There has never been a more compelling case for recognizing that every Canadian, present and future, has the right to live in a healthy environment. Clean air, safe drinking water, nutritious food, non-toxic products and flourishing biodiversity are essential to our health and well-being.
Yet according to the Canadian Medical Association and World Health Organization, exposure to environmental hazards is causing tens of thousands of premature deaths, millions of preventable illnesses and billions of dollars in unnecessary health-care costs in Canada every year.
These daunting statistics actually camouflage the fact that behind these numbers are people we know and love — family, friends and colleagues harmed by cancer, asthma, heart disease and other painful afflictions. The good news is that almost all of this pain and suffering could be prevented.
As it stands, Canada has some of the weakest environmental laws in the wealthy industrialized world. We have no legally binding national standards for air quality or mandatory drinking water quality guidelines, and we continue to allow roughly 1,000 pesticide products for sale that are not allowed in Europe because of health and environmental concerns.

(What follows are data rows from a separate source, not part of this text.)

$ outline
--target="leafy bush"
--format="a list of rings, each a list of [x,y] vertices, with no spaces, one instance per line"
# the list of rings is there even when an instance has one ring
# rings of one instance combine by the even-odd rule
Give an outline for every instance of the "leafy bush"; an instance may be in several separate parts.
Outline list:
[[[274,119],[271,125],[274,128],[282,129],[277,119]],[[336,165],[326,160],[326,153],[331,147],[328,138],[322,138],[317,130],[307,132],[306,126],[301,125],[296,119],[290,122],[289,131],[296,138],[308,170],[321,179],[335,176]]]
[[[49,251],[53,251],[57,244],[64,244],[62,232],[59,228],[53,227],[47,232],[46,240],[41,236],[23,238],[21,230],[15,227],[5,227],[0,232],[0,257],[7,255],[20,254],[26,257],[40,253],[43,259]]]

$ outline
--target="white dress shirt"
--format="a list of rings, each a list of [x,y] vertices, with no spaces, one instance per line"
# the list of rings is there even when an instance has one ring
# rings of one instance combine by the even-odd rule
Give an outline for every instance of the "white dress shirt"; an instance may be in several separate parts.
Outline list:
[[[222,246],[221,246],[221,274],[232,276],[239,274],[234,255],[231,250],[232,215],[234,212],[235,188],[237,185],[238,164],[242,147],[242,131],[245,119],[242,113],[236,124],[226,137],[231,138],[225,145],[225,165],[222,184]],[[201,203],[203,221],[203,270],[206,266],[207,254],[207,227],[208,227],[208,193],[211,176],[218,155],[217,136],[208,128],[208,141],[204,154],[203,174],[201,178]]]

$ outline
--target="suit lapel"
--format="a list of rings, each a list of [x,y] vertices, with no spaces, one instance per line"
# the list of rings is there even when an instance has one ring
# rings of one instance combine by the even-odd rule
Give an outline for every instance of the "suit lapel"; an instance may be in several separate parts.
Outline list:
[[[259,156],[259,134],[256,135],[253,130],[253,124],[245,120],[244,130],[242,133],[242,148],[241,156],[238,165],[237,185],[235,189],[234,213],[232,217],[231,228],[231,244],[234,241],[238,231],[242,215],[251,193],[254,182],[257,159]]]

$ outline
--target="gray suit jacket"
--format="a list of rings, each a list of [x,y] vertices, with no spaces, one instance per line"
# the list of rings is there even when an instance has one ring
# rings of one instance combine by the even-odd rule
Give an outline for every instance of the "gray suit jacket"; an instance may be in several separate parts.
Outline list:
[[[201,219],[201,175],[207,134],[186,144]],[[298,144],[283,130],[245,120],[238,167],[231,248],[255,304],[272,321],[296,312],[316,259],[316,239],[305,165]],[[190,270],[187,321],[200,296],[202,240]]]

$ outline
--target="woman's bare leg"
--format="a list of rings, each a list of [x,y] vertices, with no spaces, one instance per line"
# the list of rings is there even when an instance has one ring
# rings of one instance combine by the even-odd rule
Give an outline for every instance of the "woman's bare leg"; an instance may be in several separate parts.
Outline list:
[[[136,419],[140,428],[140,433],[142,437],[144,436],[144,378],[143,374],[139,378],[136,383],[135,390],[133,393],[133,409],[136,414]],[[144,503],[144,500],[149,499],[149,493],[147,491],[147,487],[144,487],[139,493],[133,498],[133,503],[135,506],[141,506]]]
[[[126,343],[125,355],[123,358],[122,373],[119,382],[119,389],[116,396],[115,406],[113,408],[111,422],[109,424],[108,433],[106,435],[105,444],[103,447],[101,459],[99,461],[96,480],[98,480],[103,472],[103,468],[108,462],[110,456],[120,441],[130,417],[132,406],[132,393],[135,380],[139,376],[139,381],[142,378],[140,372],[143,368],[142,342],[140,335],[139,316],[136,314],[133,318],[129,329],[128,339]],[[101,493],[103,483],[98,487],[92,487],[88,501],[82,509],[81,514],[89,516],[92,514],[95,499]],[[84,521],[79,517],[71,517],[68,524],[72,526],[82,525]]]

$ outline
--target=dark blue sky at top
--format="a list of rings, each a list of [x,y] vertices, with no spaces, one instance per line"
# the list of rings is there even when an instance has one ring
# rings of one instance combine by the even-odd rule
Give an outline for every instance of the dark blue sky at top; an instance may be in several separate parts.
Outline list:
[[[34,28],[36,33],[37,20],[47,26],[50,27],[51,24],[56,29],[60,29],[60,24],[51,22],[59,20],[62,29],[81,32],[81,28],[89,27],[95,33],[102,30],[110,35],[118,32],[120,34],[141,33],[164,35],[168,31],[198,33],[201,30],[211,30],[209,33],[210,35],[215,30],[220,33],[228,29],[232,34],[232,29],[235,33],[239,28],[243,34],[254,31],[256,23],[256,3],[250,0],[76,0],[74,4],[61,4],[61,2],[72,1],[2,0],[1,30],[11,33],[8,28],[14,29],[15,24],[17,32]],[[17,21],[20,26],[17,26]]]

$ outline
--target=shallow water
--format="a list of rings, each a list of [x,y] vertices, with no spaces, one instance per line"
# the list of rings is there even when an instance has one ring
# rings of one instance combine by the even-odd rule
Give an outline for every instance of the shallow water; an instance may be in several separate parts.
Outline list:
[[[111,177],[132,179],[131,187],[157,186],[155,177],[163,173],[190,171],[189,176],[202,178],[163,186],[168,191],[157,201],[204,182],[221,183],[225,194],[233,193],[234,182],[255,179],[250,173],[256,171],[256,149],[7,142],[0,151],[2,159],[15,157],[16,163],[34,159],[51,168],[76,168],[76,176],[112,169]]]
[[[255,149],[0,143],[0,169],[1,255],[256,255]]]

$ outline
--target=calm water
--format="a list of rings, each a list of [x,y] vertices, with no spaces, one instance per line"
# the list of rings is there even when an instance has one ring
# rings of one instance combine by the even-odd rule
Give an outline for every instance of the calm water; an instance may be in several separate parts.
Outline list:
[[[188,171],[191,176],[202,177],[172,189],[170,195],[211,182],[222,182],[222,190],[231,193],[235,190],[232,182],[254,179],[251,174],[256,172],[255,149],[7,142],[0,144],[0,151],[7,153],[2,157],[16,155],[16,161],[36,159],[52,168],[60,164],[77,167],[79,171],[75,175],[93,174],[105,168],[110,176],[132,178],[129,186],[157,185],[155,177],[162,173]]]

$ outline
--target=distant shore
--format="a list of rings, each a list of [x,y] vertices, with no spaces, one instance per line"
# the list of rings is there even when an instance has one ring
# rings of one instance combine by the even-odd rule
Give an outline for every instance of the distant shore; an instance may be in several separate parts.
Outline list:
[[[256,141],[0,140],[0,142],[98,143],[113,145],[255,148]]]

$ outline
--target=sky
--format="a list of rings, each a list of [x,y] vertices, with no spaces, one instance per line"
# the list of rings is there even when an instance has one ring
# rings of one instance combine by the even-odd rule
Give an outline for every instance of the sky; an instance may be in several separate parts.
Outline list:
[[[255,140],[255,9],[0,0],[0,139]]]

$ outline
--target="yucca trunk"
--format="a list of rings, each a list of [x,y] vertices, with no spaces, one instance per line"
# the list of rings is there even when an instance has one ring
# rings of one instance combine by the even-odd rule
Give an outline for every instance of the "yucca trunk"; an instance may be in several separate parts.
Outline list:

The one advantage of being a laggard is that you can learn from the leaders. The right to a healthy environment enjoys constitutional protection in more than 110 countries — well over half the world’s countries. Their experiences show that recognizing this right has powerful potential, spurring stronger environmental laws, better enforcement of those laws, and greater public participation in environmental decision-making.
The economic counter-arguments ring hollow. Norway offers a dazzling rebuttal of the claim that recognizing the right to a healthy environment would cost jobs and damage Canada’s economy. Norway’s constitution recognizes the right to a healthy environment. Norway is a major oil and gas exporter but has much stronger environmental laws than Canada and takes a much bigger share of resource revenues for the public.
According to the Conference Board of Canada, Norway outperforms Canada environmentally, economically, socially and on health care. While Norway isn’t perfect, surely its successes are worth emulating. Canadians should not tolerate being treated as second-class citizens.
Canada is a big, beautiful country full of people who cherish it immensely. Our governments and businesses are letting us down by failing to protect the people and places we love. It’s time to recognize our right to live in a healthy environment so that Canada can stop being a laggard and become a genuine green leader!